Resposta: Não. A teoria da equivalência dos antecedentes situa-se no plano exclusivamente físico, resultante da aplicação da lei natural de causa e efeito. Assim, é claro que o pai e a mãe, do ponto de vista naturalístico, deram causa ao crime cometido pelo filho, pois, se este não existisse, não teria realizado o delito. Não podem, contudo, ser responsabilizados por essa conduta, ante a total ausência de voluntariedade. Se não concorreram para a infração, com dolo ou culpa, não existiu, de sua parte, conduta relevante para o Direito penal, pois, como já estudado, não existe ação ou omissão típica que não seja dolosa ou culposa.
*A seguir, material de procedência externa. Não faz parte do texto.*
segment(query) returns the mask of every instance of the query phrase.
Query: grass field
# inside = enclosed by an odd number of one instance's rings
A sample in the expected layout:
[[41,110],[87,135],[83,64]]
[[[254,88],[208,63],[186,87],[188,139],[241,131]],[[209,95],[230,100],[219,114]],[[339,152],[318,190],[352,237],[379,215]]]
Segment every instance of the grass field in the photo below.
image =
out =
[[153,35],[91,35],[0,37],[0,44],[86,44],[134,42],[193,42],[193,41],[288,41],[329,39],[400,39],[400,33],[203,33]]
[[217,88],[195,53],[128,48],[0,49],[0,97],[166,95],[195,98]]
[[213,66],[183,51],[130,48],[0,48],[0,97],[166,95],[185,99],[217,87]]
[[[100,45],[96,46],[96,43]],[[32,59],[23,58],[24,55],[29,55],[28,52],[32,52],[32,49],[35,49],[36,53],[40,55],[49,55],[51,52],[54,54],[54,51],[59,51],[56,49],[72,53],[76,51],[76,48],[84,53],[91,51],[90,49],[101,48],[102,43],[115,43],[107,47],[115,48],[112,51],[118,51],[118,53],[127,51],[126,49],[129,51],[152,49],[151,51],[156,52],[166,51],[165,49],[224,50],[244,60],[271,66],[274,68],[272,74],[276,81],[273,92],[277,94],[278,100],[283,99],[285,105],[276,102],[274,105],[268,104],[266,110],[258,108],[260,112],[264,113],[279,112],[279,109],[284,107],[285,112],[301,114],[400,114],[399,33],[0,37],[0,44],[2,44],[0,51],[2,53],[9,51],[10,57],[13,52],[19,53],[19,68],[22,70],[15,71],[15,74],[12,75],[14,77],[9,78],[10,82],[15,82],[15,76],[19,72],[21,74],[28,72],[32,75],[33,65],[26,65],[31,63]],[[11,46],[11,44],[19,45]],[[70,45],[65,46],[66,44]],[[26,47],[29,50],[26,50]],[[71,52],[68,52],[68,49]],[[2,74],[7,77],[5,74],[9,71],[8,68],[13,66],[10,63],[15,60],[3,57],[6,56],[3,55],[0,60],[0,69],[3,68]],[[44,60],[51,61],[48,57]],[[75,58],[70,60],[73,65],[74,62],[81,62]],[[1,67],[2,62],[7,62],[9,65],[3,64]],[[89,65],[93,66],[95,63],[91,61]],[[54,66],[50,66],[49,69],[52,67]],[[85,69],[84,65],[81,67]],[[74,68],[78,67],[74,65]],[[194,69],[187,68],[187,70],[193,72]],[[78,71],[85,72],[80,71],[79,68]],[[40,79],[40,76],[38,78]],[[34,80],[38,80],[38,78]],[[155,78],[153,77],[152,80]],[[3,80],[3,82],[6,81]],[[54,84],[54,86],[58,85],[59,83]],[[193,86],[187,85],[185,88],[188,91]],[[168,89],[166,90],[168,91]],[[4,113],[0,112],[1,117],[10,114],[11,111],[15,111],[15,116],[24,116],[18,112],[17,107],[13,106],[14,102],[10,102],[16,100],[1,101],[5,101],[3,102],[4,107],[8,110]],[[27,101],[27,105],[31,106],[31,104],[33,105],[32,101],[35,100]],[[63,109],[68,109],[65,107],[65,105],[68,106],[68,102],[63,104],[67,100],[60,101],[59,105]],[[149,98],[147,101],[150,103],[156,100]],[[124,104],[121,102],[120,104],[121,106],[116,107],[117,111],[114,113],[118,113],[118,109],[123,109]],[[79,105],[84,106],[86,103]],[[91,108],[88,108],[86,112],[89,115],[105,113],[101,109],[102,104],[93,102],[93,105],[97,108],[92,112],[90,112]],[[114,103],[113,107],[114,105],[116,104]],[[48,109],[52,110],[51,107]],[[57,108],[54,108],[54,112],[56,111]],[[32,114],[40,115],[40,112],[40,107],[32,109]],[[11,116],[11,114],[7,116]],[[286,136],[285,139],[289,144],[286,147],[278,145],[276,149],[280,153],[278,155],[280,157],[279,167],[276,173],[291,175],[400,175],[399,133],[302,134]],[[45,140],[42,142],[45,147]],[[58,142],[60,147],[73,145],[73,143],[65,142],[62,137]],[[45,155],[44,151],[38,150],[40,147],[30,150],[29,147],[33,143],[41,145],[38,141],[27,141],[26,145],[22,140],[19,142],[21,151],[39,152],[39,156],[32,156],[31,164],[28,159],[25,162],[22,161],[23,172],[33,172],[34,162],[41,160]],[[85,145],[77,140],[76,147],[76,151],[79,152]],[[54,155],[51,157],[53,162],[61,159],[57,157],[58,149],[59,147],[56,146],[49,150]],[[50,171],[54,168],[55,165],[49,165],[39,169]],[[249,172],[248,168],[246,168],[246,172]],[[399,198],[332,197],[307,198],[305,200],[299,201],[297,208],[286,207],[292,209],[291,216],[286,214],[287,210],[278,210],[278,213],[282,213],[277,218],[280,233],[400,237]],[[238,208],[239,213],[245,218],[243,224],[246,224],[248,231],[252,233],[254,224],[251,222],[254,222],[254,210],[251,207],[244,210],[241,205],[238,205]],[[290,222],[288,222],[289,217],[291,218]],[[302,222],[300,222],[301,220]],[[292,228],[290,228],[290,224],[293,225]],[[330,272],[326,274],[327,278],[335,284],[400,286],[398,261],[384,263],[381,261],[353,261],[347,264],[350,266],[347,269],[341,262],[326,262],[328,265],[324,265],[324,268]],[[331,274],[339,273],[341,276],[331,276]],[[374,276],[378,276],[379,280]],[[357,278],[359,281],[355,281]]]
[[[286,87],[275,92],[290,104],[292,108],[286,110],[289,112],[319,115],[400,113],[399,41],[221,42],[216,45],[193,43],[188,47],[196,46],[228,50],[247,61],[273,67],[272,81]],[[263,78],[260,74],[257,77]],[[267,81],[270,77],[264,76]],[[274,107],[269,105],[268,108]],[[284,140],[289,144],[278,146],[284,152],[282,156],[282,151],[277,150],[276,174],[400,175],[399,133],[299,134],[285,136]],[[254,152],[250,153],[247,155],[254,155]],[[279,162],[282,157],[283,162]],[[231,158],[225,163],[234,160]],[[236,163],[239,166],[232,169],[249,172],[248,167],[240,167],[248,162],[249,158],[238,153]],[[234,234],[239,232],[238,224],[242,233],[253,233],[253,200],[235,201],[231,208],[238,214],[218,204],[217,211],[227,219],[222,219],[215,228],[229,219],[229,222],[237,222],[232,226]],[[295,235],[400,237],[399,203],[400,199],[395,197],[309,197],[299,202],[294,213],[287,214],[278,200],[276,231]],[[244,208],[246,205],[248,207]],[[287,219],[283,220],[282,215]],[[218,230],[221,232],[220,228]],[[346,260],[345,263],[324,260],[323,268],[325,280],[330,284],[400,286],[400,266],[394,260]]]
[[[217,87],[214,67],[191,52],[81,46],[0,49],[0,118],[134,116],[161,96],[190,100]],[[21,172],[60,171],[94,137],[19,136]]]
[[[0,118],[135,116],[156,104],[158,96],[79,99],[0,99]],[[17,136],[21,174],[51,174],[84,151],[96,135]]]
Dessa forma, resta patente a absoluta desnecessidade da teoria da imputação objetiva para solucionar a questão (já outrora solucionada) do regressus ad infinitum. Resta-nos indagar: onde está a utilidade de um estudo que vem para desvendar o que é cediço?!


3 ALGUMAS FALHAS NA TEORIA DA EQUIVALÊNCIA DOS ANTECEDENTES

Como dito em linhas volvidas, há inegáveis falhas na teoria da equivalência dos antecedentes. Todavia, todos esses defeitos são contornados com a utilização de outros institutos [10] já existentes e em pleno vigor em nosso sistema jurídico penal, sendo dispensável a adoção da teoria da imputação objetiva com o fito de corrigir tais falhas.

O primeiro defeito ocorre quando não se pode aplicar o procedimento de eliminação hipotética, o qual passa a ceder espaço ao sistema da dupla causalidade alternativa [11] (ou cumulativa). Para entender-se tal situação, confira-se o seguinte exemplo: A e B, com animus necandi, ministram, independentemente, a C uma dose de veneno, cada um despejando um litro de Furadan na comida que vem a ser ingerida pelo último. Abstraindo-se a conduta de A, o resultado concreto (morte) teria ocorrido também como conseqüência da conduta de B. A mesma conclusão chegaríamos se fizéssemos a abstração da conduta de B. Neste caso, se aplicarmos a eliminação hipotética, nenhuma das condutas (a de A e a de B) poderá ser considerada causadora da produção do resultado morte.

Para resolver estes casos, Welzel [12] propõe a seguinte fórmula:

Se existem várias condições das que cabe fazer abstração de modo alternativo, mas não conjuntamente, sem que deixe de produzir-se o resultado, cada uma delas é causa para a produção do resultado.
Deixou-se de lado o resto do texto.